# Replacement Fence for an older Craftsman Table Saw



## brizak79 (May 20, 2011)

I've got an older 70's era (I think) Craftsman table saw that been working pretty good for me, except the fence. I'm looking to upgrade it, and was wondering if anyone had any suggestions? The saw is a 12" Craftsman Commercial Floor Saw (see attachment). So far I've come across the 'Delta T2 Fence System', the 'Shop Fox Classic Fence System', the 'Grizzly Aluma-Classic Fence'. Any suggestions out of these? Any other ones I have missed? Thanks...


----------



## Pirate (Jul 23, 2009)

Price aside, I would choose the Shop Fox. For the price the T-2 is great.
I don't care for the aluminum faces on the Aluma-classic.


----------



## 240sxguy (Sep 13, 2010)

I wrote a review on the T2 on this site. I used it extensively the last two weeks and love it. Granted I am a hobbiest but I couldn't be happier.


----------



## JohnK007 (Nov 14, 2009)

The Delta T2. Can't beat the price. Why pay so much more for the same basic style fence?


----------



## troyd1976 (Jul 26, 2011)

+1 on the delta T-2, great fence outstanding accuracy, never a trouble putting the fence back to a mark you'd used earlier and getting the same size piece cut.
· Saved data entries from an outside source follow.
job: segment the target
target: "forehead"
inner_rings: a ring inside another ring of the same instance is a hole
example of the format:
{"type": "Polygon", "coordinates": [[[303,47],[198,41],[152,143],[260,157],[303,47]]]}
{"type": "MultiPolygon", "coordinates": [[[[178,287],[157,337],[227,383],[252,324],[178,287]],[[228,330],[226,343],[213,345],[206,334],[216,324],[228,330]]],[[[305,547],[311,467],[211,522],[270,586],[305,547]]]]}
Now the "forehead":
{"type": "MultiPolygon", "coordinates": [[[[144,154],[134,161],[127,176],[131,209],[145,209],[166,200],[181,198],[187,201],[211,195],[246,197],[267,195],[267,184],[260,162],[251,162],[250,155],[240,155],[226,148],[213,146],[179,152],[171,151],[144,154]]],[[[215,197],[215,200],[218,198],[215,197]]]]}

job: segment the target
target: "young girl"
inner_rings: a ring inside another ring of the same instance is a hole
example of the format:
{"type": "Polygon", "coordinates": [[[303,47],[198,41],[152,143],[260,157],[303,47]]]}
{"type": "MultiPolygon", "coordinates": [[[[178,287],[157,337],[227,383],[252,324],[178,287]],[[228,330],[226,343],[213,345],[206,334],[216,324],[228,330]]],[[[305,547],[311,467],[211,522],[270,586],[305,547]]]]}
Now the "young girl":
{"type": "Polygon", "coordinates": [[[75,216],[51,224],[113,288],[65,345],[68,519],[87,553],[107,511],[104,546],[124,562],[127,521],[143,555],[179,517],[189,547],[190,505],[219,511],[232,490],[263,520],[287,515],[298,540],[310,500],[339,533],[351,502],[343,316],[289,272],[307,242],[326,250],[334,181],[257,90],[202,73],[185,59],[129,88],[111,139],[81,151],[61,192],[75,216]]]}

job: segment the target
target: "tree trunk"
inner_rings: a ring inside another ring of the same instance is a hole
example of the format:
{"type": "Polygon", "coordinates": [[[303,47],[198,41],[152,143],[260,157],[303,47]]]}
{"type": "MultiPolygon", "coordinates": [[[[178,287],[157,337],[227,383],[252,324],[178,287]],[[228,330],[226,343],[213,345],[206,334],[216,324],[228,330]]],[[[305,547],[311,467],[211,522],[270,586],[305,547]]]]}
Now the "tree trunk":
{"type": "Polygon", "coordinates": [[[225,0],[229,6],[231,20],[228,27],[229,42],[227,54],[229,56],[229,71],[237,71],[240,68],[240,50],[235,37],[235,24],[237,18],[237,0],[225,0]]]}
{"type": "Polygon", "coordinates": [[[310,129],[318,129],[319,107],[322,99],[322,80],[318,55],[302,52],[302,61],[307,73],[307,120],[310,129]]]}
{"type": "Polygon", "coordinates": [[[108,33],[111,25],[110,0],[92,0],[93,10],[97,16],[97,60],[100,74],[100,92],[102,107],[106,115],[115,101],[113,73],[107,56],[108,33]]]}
If i had a more expensive rig id jump to the besie, but for the money the T-2 cannot be beat.


----------



## knotscott (Nov 8, 2007)

Those are all good fences, but the T2 is tough to beat at ~ $150 from Tools-plus.com.


----------



## brizak79 (May 20, 2011)

I appreciate the comments! I think I'm gonna go for the T2; anything will be better than what I have on there now! :thumbsup:


----------



## brizak79 (May 20, 2011)

Well, I got the T2 fence in on Thursday, and I wasn't expecting such a huge box! 6 feet long, 1-1/2 feet wide, & 8" thick, weighing in at 60 pounds! I was a little intimidated once I un-boxed it & looked at my table saw, as NONE of the holes lined up! Instead of just packing it back up & sending it back, I decided to browse the good ol' internet for a solution. I came across a blog by a Brandon Croft (http://brandoncroft.com/2011/05/10/upgrading-craftsman-table-saw/) that was a real life saver. Most people suggested re-drilling all the holes in the guide rail, which seemed daunting. He suggested drilling just ONE hole in the table saw. This worked GREAT! :thumbsup: The hardest part was once it came time to install the rear guide rail; my saw had NO holes in it at all!  So, after some careful measuring, shimming, propping, & praying, I drilled a few more holes. Much to my surprise, I DIDN'T SCREW IT UP!! :laughing:


----------



## knotscott (Nov 8, 2007)

Cool! Glad you worked through it, and glad you posted a follow up! ...Always nice to know the outcome. :thumbsup:

How's it working out for you?


----------



## brizak79 (May 20, 2011)

I had to move the scale about 2", but with a little adjustment of the pointer, it is very accurate. And now the saw cuts like BUTTA'!! :smile:


----------



## troyd1976 (Jul 26, 2011)

Great looking install man, and you will not ever regret the 150..The T-2 IMO makes an old saw feel like a shinny new caddy.


----------